History

China
- Name: Haijian 75 (CMS 75)
- Owner: South China Sea Bureau [zh], State Oceanic Administration
- Operator: 7th Marine Surveillance Flotilla, South China Sea Fleet, China Marine Surveillance
- Builder: Changzhou Shipyard, Huangpu Shipbuilding
- Commissioned: 26 October 2010
- Fate: Handed to China Coast Guard

China
- Name: Hai'ou
- Namesake: Seagull; Hai'ou island [zh];
- Operator: China Coast Guard
- Acquired: 22 July 2013
- Homeport: Guangzhou
- Identification: Hull number: 3103 (formerly 3175)
- Status: In service

General characteristics
- Class & type: 1,000 t-class Type II cutter
- Displacement: 1,290 t (1,270 long tons)
- Length: 77.39 m (253 ft 11 in)
- Beam: 10.4 m (34 ft 1 in)
- Draught: 4 m (13 ft 1 in)
- Propulsion: 4,760 shp (3,550 kW)
- Speed: maximum > 20 knots (37 km/h; 23 mph)
- Range: 5,000 nmi (9,300 km; 5,800 mi)
- Complement: 43 personnel

= Chinese cutter Hai'ou =

Hai'ou (3103) (海鸥舰), also known as Haijing 3103 (海警3103) due to its pennant number and Haijing 3175 (海警3175) and Haijian 75 () due to its former pennant numbers, is a 1000 ton type II (NATO reporting name: Shuke III-class) cutter of the China Coast Guard.
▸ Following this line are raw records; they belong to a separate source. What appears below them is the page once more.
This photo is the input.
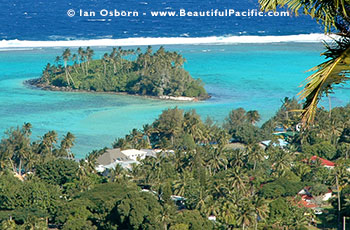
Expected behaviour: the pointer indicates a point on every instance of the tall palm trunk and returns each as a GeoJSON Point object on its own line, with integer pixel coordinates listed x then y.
{"type": "Point", "coordinates": [339, 205]}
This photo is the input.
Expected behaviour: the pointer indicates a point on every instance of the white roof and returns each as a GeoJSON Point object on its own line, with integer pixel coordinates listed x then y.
{"type": "Point", "coordinates": [130, 152]}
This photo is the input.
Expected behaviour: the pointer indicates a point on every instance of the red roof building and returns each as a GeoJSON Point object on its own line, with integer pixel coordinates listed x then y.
{"type": "Point", "coordinates": [324, 162]}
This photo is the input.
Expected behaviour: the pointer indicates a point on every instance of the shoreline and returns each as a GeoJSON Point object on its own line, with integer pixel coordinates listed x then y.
{"type": "Point", "coordinates": [34, 83]}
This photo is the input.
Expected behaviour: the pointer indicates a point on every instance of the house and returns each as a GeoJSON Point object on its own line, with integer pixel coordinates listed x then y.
{"type": "Point", "coordinates": [108, 159]}
{"type": "Point", "coordinates": [135, 154]}
{"type": "Point", "coordinates": [125, 158]}
{"type": "Point", "coordinates": [281, 143]}
{"type": "Point", "coordinates": [324, 162]}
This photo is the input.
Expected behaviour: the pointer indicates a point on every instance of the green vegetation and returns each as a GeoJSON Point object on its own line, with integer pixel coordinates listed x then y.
{"type": "Point", "coordinates": [244, 187]}
{"type": "Point", "coordinates": [126, 71]}
{"type": "Point", "coordinates": [334, 16]}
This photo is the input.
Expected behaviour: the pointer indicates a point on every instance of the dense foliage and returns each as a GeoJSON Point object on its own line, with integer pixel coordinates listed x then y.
{"type": "Point", "coordinates": [217, 170]}
{"type": "Point", "coordinates": [153, 74]}
{"type": "Point", "coordinates": [333, 15]}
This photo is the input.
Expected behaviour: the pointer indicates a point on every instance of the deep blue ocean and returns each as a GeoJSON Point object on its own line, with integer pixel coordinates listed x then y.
{"type": "Point", "coordinates": [238, 74]}
{"type": "Point", "coordinates": [48, 20]}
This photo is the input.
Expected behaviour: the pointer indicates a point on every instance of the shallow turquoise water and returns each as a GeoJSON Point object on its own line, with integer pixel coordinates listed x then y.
{"type": "Point", "coordinates": [253, 76]}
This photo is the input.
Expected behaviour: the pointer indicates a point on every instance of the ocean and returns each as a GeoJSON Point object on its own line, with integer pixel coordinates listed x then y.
{"type": "Point", "coordinates": [244, 62]}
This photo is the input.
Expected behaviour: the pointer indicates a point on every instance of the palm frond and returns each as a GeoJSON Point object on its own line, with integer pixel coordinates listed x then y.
{"type": "Point", "coordinates": [331, 13]}
{"type": "Point", "coordinates": [332, 72]}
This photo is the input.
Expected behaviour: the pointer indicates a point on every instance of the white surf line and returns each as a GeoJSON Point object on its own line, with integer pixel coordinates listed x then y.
{"type": "Point", "coordinates": [140, 41]}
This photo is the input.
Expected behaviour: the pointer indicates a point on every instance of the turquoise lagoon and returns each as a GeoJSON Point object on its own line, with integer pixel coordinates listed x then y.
{"type": "Point", "coordinates": [252, 76]}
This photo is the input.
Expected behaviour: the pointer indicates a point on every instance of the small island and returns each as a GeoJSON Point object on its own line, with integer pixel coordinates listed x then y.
{"type": "Point", "coordinates": [157, 74]}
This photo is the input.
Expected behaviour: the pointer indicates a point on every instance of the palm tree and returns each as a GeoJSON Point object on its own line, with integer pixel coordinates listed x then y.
{"type": "Point", "coordinates": [261, 208]}
{"type": "Point", "coordinates": [217, 160]}
{"type": "Point", "coordinates": [255, 154]}
{"type": "Point", "coordinates": [333, 14]}
{"type": "Point", "coordinates": [246, 214]}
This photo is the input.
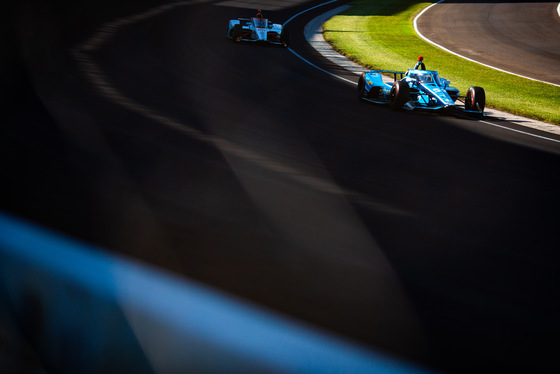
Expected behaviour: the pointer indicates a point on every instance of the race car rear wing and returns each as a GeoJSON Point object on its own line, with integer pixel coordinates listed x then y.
{"type": "Point", "coordinates": [394, 73]}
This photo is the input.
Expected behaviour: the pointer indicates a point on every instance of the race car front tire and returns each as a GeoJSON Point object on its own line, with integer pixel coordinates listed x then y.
{"type": "Point", "coordinates": [236, 33]}
{"type": "Point", "coordinates": [400, 95]}
{"type": "Point", "coordinates": [476, 99]}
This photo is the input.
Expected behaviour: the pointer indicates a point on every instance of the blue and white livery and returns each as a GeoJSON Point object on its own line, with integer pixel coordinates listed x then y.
{"type": "Point", "coordinates": [418, 89]}
{"type": "Point", "coordinates": [257, 29]}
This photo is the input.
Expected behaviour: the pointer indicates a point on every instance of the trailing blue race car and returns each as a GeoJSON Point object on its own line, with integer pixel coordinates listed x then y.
{"type": "Point", "coordinates": [258, 29]}
{"type": "Point", "coordinates": [418, 89]}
It is stationed in Guangzhou and is a member of the 3rd Bureau of the China Coast Guard.

== History ==
It was commissioned in 2010 as a China Marine Surveillance (CMS) ship in the 7th Marine Surveillance Flotilla of CMS's South China Sea Fleet.

On 25 October 2012, Haijian 75 entered disputed territory claimed by both China and the Philippines during the Scarborough Shoal standoff.

During Chinese new year 2013 Haijian 75 patrolled areas near the Diaoyu islands. On 22 July 2013 the China Marine Surveillance was disbanded and merged into the China Coast Guard. Haijian 75 was handed to the Coast Guard and was renumbered to Haijing 3175 and was later renumbered again, on an unknown date to 3103. Its name was changed to Hai'ou.

On 25 January 2025, Hai'ou used its sonar to prevent Philippine Coast Guard ships from entering Chinese territory. During the same time, Hai'ou also patrolled near Huangyan Island.